2. Now add 'ff', yielding 'Schegloff' in the search window. Results list is updated. Adding more characters functions like adding a space. I think I'm getting it, from a programming point of view — but this is definitely not what a user wants or expects.
I'm sure there are other intricacies to this I haven't covered; this is just me trying to capture my growing frustration with what seem to be obvious regressions in the search interface. I now run into this literally every time I try to cite something, and it is not a matter of getting used to a different order or way of interacting with the system: the interface now regularly delivers results that are clearly wrong and highly counterintuitive.
Addendum:
Putting on my nonexistent developer's hat I suspect this is a search optimization strategy gone rogue — it may be a good idea to do a quick filter on the first three chars of a users' input, and this may work well in a small library where three chars will uniquely identify almost all authors, but (i) in a huge library like mine, it breaks down entirely and (ii) surely after a first quick filter you'd then want to check whether the user provided input beyond the first 3 chars and take that into account for another round of filtering.
I go to https://scholar.google.com/scholar?hl=en&as_sdt=0,33&q=pinker&btnG=&oq=pinker and save the first 7 results to my library. In a new Word doc, I bring up the Quick Format bar and type 'pinker'. I see all 7 results. I then type '2009' (without a space) and get the one correct result. Am I trying something different, or are you getting different behavior? If you are, could we see a Debug ID for it?
@bwiernik: Are you getting this on a Mac or on Windows?
In a new document, using the same 7 fresh Pinker references from Google Scholar, if I do what Dan did all looks well. But here's what it looks like when I do it as a messy typer, typing Pinkke [2x backspace] er 2009, all in one go: screenshot. Here, you can see that even though the search input says "Pinker 2009", the results from My Library show all years, not just 2009.

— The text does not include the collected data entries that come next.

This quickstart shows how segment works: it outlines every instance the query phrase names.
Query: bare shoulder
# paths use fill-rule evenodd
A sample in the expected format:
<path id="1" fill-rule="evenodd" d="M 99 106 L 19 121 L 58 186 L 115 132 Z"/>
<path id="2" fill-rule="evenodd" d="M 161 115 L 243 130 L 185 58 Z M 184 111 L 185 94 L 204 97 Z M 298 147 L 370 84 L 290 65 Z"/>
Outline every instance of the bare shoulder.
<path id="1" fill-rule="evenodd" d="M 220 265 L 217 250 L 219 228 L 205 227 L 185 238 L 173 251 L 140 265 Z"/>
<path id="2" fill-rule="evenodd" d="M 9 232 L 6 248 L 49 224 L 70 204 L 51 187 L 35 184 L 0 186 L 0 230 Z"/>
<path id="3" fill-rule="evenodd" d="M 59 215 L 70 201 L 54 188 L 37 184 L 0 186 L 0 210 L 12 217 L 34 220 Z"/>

This gets weirder the earlier your typos are, as here. Not sure what my keystrokes were here, but they made the weirdest references appear in the search results. Anything that includes "Pin" perhaps?
Finally my "Schegloff" results above also make sense. That's a hard name to type so it seems I often 'stutter' and recover. This screenshot shows what happens when I, apparently, stuttered after "Sche", recovered and typed the full "Schegloff": references listed include everything that has a "sche" anywhere, which could be authors but also titles (as here, "baskischen", "grammatischen").
That final case also shows the source of my confusion about ordering of results (the subject of my earlier thread). Even if the match is only to "Sche", shouldn't authors/creators be privileged over partial matches from titles? And yet there is no discernable order at all — not by author name, nor by title. This may be a separate issue but it is also not how I recall things worked up to a few months ago.
Diagnosis: Search gets to work as soon as possible, somehow doesn't get an updated string passed when the series of keystrokes provided by the author includes backspaces, i.e. when the author is typing messily and correcting things on the fly. Updated string does seem to used when another character (including space) is added after first delivery of results, which explains that search results make more sense on second delivery.
D1293307472
In the output, I am searching for the term "Wiernik", which correctly filters Cited items and items in Libraries to only include papers authored by me (occasionally, searching for words like this doesn't work, but that doesn't happen here). However, when I add "2015" to the search, the window still shows results published in 2013, 2012, 2018, etc. These don't disappear until I type a space after 2015.
If you need video, I can try to do a screen recording.